Data Collection Package

Submodules

causal_testing.data_collection.data_collector module

class causal_testing.data_collection.data_collector.DataCollector(scenario: causal_testing.specification.scenario.Scenario)

Bases: abc.ABC

A data collector is a mechanism which generates or collects data from a system for a given scenario.

abstract collect_data(**kwargs) pandas.core.frame.DataFrame

Populate the dataframe with execution data. :return df: A pandas dataframe containing execution data for the system-under-test.

filter_valid_data(data: pandas.core.frame.DataFrame, check_pos: bool = True) pandas.core.frame.DataFrame

Check is execution data is valid for the scenario-under-test.

Data is invalid if it does not meet the constraints specified in the scenario-under-test.

Parameters
  • data – A pandas dataframe containing execution data from the system-under-test.

  • check_pos – Whether to check the data for positivity violations (defaults to true).

Return satisfying_data

A pandas dataframe containing execution data that satisfy the constraints specified

in the scenario-under-test.

class causal_testing.data_collection.data_collector.ExperimentalDataCollector(scenario: causal_testing.specification.scenario.Scenario, control_input_configuration: dict, treatment_input_configuration: dict, n_repeats: int = 1)

Bases: causal_testing.data_collection.data_collector.DataCollector

A data collector that generates data directly by running the system-under-test in the desired conditions.

Users should implement these methods to collect data from their system.

abstract collect_data(**kwargs) pandas.core.frame.DataFrame

Populate the dataframe with execution data.

Returns

A pandas dataframe containing execution data for the system-under-test in both control and treatment

executions.

abstract run_system_with_input_configuration(input_configuration: dict) pandas.core.frame.DataFrame

Run the system with a given input configuration and return the resulting execution data.

Parameters

input_configuration – A dictionary which maps a subset of inputs to values.

Returns

A pandas dataframe containing execution data obtained by executing the system-under-test with the

specified input configuration.

class causal_testing.data_collection.data_collector.ObservationalDataCollector(scenario: causal_testing.specification.scenario.Scenario, csv_path: str)

Bases: causal_testing.data_collection.data_collector.DataCollector

A data collector that extracts data that is relevant to the specified scenario from a csv of execution data.

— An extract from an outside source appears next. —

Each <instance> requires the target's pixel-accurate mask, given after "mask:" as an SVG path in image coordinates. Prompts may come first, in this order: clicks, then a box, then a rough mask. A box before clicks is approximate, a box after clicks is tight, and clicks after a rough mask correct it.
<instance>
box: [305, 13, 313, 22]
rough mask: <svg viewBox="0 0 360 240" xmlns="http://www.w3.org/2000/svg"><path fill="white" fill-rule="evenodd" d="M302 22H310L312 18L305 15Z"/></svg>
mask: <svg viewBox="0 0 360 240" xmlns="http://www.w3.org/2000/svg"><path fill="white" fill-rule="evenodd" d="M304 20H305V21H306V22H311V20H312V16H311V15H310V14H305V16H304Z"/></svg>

collect_data(**kwargs) pandas.core.frame.DataFrame

Read a csv containing execution data for the system-under-test into a pandas dataframe and filter to remove any data which is invalid for the scenario-under-test.

Data is invalid if it does not meet the constraints outlined in the scenario-under-test (Scenario).

Returns

A pandas dataframe containing execution data that is valid for the scenario-under-test.